Second, independence would be a welcome antidote to the systematic persecution and political exclusion that blacks in South Sudan have faced under Sudanese rule. Throughout the 27-year civil war, crackdowns by the current Sudanese government against rebel activity led to the deaths of over 1.9 million people in South Sudan as well as the displacement of more than four million.
Meanwhile, South Sudan’s people have been politically alienated from the government in Khartoum. Authority is vested in a small clique of northern Arabs who rule in Khartoum, far removed from the marshlands of South Sudan. Accordingly, President Omar al-Bashir has imposed Islamic sharia law nationwide, making limited exceptions for largely non-Muslim regions in the south. Self-determination would be the natural way to allay this problem of representation.
Moreover, independence would allow for an equitable sharing of Sudan’s oil wealth. The U.S. Department of State reports that 70 percent of Sudan’s total exports earnings come from oil, with China emerging as the hungry primary consumer. In 2005, the framework for South Sudanese autonomy granted states in South Sudan an appreciable share of local oil revenues—a prospect that could only be helped by the establishment of clearer lines of sovereignty.

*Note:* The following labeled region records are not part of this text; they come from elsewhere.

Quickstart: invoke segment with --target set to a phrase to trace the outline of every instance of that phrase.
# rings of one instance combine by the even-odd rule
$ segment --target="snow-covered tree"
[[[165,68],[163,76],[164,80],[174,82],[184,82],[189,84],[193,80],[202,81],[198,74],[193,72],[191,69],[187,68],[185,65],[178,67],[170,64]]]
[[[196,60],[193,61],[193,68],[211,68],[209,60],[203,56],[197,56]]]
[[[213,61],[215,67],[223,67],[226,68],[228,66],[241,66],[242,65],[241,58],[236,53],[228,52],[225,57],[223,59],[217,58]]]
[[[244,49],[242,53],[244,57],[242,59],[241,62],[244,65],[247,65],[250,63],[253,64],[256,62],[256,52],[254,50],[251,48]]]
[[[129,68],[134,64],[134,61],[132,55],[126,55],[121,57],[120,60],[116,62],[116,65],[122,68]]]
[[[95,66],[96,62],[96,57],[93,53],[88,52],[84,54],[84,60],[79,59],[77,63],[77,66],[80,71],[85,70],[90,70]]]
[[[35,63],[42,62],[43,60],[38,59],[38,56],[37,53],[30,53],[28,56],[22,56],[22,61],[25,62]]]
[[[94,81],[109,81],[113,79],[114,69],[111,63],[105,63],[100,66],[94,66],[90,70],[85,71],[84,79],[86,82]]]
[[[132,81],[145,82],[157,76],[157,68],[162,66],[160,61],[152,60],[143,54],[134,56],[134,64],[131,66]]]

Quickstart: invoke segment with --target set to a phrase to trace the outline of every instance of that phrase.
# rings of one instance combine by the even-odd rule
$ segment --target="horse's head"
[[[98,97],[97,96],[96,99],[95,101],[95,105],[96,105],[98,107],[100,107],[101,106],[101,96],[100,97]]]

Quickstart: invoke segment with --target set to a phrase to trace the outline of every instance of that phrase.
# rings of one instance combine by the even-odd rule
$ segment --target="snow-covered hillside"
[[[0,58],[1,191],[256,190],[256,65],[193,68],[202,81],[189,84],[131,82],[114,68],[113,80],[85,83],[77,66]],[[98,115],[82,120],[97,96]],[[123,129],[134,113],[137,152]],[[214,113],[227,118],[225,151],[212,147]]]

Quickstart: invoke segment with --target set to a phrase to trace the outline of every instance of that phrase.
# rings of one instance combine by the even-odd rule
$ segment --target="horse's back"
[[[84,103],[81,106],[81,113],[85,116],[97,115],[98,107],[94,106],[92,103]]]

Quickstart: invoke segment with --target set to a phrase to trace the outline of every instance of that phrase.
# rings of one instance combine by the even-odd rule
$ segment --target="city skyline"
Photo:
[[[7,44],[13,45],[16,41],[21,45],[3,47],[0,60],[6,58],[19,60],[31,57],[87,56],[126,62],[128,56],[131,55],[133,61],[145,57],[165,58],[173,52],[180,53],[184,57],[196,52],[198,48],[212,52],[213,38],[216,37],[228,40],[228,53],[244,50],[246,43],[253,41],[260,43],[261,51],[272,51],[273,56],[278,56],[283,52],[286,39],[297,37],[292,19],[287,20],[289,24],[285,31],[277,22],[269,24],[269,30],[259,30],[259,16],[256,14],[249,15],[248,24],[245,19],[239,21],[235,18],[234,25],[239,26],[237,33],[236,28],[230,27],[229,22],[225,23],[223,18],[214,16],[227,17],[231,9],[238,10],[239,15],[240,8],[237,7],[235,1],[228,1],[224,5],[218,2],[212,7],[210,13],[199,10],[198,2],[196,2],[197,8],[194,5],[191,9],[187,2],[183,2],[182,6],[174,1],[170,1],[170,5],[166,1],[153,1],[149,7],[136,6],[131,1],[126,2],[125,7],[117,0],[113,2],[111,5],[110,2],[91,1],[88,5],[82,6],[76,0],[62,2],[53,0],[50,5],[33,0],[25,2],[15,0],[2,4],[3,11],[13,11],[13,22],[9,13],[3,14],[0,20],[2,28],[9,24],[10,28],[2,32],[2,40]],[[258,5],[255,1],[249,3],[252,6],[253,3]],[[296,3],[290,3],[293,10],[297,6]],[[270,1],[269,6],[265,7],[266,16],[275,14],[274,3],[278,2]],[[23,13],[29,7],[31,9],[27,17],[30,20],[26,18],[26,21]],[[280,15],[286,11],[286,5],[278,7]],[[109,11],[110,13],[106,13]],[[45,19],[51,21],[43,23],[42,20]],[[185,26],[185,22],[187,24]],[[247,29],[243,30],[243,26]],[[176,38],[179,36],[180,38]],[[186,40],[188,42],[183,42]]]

Ultimately, the new partition of oil wealth would serve not only to benefit the people of South Sudan but also the humanitarian situation in Darfur. At present, China provides a market for nearly all of Sudan’s oil exports. Concerned with maintaining Sudan’s market favor, China and other importers have, according to a Human Rights First report published in 2008, undermined international support for action against the Sudanese government’s genocide in Darfur. With oil divided about evenly between Sudan and a newly independent South Sudan, Khartoum’s leverage over international policy will wane, hopefully to the effect of stirring discussion about the ongoing carnage in Darfur.
Finally, South Sudan’s independence would foster a reassessment of African borders. Drawn up over a century ago by British, French, Portuguese, and Belgian imperialists, the borders of today’s African countries bear little relevance to ethnic and historical realities. A change in the contour of Sudan’s boundaries, if conducted peacefully, could create a paradigm shift of international support for unrepresented peoples around the world.
Though some argue that a redrawing of borders in Sudan would carry the risk of destabilization, it is difficult to imagine the country slouching any further toward poverty, stagnation, or war than it has already found itself under the status quo. Leaders of the movement have already welcomed international support, and promised a battery of treaties to prevent conflict with the north.
We can hope that as the window opens on South Sudanese independence, the dawn of a brighter, more prosperous Africa lies ahead.
Joshua Lipson ’14, a Crimson editorial writer, lives in Matthews Hall.